Em resposta à enchente, a Agência de Agricultura, Alimentos e Mercados do estado anunciou uma doação de US$ 20 milhões Programa de Assistência para Lacunas de Emergência Empresarial (BEGAP) para apoiar empresas e organizações sem fins lucrativos que sofreram perdas. O programa destinou US$ 1 milhão para operações agrícolas – mas não é suficiente, diz Lindsey Brand, coordenadora de marketing e comunicações do Associação Nordeste de Agricultura Orgânica de Vermont. De acordo com um inquérito da Agência de Agricultura, as explorações agrícolas afectadas pelas cheias sofreram mais de 12 milhões de dólares em perdas.
Os agricultores poderão receber algum apoio financeiro do governo federal, mas ninguém sabe quando – ou quanto – será. “Em geral, os programas do nosso país são criados para apoiar e beneficiar grandes fazendas industriais de monocultura”, diz Brand. “Portanto, o recurso disponível no momento é o apoio comunitário.” Os agricultores também podem procurar assistência financeira através de canais financiados por doações, como o NOFAVT. fundo de emergência para agricultores.
Desde que as águas baixaram, o Centro Intervale recebeu mais de 335.000 dólares em doações para o seu Fundo de Recuperação de Agricultores Intervale. A rodada inicial de desembolsos foi realizada na primeira semana de agosto, alocando até US$ 30 mil para cada fazenda participante. A próxima rodada está programada para ser lançada no início de setembro.

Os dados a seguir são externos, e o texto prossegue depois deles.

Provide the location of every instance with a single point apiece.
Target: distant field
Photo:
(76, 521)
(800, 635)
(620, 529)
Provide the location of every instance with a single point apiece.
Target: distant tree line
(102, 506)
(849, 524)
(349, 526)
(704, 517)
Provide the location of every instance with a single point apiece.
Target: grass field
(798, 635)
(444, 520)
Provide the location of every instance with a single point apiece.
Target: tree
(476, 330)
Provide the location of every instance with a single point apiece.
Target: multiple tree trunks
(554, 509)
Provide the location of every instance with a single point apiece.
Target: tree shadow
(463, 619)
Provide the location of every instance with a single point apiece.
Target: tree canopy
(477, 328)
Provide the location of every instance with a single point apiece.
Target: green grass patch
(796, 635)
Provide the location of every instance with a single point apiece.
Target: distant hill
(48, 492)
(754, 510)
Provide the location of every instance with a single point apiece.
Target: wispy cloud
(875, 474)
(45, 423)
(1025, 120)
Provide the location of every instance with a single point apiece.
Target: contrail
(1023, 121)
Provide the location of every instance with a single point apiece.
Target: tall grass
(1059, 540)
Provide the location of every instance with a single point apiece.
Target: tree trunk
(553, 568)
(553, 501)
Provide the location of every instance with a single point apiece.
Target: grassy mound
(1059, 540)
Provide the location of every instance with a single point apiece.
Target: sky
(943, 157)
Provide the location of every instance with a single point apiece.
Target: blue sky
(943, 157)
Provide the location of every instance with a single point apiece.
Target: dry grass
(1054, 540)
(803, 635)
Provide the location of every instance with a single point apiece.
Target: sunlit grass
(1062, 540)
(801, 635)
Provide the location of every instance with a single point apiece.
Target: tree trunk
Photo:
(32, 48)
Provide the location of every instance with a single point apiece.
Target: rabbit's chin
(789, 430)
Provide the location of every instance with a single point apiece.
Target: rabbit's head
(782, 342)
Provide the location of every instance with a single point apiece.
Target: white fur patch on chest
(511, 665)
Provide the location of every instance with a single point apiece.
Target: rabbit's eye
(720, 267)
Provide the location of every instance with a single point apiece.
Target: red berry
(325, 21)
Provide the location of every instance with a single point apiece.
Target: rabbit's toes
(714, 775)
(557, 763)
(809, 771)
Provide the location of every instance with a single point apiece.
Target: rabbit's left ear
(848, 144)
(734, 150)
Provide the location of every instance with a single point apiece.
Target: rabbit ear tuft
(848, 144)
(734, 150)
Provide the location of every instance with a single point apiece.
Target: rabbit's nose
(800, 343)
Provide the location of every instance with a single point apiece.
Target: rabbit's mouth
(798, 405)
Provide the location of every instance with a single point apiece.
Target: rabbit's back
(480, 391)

Mesmo após a devastação, Hauser não se arrepende de ter passado o dia 10 de julho colhendo vegetais no Intervale. “Quando vamos buscar o CSA, ainda há verdes. Ainda há cenouras que sei que fizeram parte do que foi resgatado”, diz ela. Além disso, a experiência não foi só desoladora e sombria. Depois de colher todas as beterrabas, alguns agricultores chegaram ao campo numa caminhonete. Eles encontraram um arbusto de framboesa com frutas perfeitamente maduras, uma delícia fugaz e deliciosa de verão em Vermont. Eles escolheram vários e os trouxeram para compartilhar com os voluntários – um gesto gentil que Hauser chama de “um ponto positivo” em uma situação que de outra forma seria nebulosa.